"I'd like you to meet my friend, John Jones. And this here is John's wife."
Hello? I didn't get that. Is there a man with brain so numb that he'd make such an introduction today? Yet that's how the field guides present songbirds to us.
"Behold, this resplendent organism is a vermilion flycatcher. And this dingy creature skulking in the background is the female."
The compilers of guides are generally quite civilized people (ah, there! Kenn), but woefully constrained by the results of evolution. And so it goes: scarlet tanager, black-throated blue warbler, rose-breasted grosbeak-the colorful male reaps the nomenclatural glory.
Yet, in the naming game, alternatives seldom cover all bases, either. Nashville warbler, Philadelphia vireo?

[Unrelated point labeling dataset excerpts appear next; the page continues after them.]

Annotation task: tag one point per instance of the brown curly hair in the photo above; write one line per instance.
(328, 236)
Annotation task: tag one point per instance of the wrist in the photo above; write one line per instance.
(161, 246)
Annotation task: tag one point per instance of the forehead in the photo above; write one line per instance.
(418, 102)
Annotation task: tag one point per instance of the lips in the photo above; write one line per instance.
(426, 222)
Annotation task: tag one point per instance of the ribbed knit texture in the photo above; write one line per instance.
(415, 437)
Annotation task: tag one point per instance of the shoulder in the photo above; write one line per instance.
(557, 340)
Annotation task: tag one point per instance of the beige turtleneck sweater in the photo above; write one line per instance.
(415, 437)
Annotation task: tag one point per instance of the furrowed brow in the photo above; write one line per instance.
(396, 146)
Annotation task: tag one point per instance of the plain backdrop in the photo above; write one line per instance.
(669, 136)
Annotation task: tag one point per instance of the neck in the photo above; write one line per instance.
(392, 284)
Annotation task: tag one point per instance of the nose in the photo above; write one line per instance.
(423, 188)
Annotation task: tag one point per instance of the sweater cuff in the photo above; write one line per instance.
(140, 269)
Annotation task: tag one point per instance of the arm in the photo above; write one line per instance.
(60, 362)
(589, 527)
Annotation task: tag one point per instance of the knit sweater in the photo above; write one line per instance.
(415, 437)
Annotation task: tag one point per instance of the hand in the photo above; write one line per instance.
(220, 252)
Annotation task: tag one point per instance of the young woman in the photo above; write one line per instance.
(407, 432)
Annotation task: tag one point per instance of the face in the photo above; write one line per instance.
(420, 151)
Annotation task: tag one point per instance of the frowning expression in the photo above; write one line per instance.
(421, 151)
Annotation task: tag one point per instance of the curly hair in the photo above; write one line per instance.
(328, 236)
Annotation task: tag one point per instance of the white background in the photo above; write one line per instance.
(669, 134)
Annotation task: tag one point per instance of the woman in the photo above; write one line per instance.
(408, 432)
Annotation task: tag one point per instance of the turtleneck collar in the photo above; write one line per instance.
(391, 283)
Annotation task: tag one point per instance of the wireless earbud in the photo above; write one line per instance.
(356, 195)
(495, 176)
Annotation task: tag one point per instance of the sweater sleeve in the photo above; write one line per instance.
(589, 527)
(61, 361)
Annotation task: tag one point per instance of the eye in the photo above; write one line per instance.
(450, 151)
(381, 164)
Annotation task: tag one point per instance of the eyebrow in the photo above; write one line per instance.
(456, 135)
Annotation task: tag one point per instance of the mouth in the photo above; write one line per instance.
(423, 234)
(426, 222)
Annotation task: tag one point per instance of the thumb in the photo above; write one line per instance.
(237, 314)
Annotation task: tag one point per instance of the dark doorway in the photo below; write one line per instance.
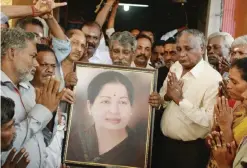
(160, 17)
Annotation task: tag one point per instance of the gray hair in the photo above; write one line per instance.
(228, 39)
(196, 33)
(123, 38)
(14, 38)
(242, 40)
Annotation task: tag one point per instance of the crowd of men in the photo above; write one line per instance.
(201, 101)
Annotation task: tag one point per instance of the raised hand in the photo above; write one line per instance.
(174, 88)
(64, 166)
(16, 160)
(155, 100)
(223, 89)
(223, 113)
(71, 79)
(223, 153)
(68, 96)
(224, 65)
(46, 6)
(49, 95)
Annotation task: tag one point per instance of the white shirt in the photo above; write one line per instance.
(192, 118)
(102, 54)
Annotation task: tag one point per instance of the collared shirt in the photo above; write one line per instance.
(31, 119)
(192, 118)
(62, 49)
(102, 54)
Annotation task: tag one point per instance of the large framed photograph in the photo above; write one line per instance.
(110, 124)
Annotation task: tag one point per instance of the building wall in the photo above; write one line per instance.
(235, 17)
(240, 18)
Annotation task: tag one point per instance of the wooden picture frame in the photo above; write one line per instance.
(111, 123)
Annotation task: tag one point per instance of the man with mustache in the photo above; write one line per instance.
(218, 48)
(46, 69)
(188, 96)
(33, 111)
(143, 52)
(122, 48)
(78, 48)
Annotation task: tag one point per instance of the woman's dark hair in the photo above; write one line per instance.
(7, 110)
(101, 79)
(241, 65)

They don't make much sense, often being based on the place where an unfortunate individual met his fate at the hands of an old-time, gun-toting collector and became a "type specimen." In such cases, a different sort of chauvinism prevails. Alexander Skutch, the expatriate Baltimorean who first illuminated Central American birdlife for science, pointed out that a more appropriate name for the Tennessee warbler would be "coffee warbler;" after all, this species spends more of its life in the neotropics frequenting shade trees on coffee plantations than during its brief breeding season in North America.

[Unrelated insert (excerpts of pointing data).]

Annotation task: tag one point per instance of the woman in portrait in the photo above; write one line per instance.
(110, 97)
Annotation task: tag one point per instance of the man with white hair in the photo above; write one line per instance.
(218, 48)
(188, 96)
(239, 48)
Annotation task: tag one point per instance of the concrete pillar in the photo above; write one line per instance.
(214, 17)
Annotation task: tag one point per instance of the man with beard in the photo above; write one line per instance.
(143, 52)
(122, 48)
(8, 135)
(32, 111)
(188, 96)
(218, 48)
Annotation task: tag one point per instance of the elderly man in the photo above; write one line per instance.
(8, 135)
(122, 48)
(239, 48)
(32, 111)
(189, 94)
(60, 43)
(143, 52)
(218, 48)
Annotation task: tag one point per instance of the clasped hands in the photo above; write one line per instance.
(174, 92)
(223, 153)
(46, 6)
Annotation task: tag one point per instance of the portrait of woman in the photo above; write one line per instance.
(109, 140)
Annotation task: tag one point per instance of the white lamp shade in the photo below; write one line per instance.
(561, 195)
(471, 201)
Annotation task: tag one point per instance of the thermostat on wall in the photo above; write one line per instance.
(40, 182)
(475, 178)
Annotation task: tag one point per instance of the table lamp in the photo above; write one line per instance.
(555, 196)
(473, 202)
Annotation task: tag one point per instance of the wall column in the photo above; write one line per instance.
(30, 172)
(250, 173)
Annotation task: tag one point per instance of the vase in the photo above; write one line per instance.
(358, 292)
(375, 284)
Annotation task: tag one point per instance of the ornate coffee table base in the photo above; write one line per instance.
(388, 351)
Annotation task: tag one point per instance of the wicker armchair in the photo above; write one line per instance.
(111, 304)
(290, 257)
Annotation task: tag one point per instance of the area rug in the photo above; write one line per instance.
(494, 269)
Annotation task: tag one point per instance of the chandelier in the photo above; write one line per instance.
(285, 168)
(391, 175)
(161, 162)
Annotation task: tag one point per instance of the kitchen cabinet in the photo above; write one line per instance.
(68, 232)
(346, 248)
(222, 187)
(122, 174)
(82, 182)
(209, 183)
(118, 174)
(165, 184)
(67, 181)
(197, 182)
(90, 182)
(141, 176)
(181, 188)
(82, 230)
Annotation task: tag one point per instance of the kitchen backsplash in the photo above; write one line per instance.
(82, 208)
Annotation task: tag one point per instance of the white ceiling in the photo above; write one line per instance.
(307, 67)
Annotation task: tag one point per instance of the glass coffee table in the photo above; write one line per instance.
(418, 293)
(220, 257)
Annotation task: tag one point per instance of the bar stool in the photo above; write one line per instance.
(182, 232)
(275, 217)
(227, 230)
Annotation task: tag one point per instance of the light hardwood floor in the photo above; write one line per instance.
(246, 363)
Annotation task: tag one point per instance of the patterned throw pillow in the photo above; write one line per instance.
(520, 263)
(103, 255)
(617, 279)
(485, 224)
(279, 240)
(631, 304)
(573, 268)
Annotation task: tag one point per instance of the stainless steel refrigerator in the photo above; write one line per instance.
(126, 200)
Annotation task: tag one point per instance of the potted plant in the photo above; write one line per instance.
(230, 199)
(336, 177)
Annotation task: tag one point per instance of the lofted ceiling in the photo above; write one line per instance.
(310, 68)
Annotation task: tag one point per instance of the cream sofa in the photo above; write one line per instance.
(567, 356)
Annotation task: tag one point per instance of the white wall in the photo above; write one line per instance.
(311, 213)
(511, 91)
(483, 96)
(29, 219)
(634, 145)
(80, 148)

Harris' sparrow, Townsend's solitaire? They take their names from old-time, gun-toting collectors or some pal of theirs, most likely of the masculine gender.
But for me there's a silver lining. Given a simple book about birds as a child, I looked out a window and saw a black bird with red on its wings. I dutifully turned the pages until I came to "Red-winged Blackbird." So, I had reached my first milestone in ornithology by putting a name to a bird. It may have been some years later that I discovered his mate looked diferent, but at least I was on my way to becoming a birder.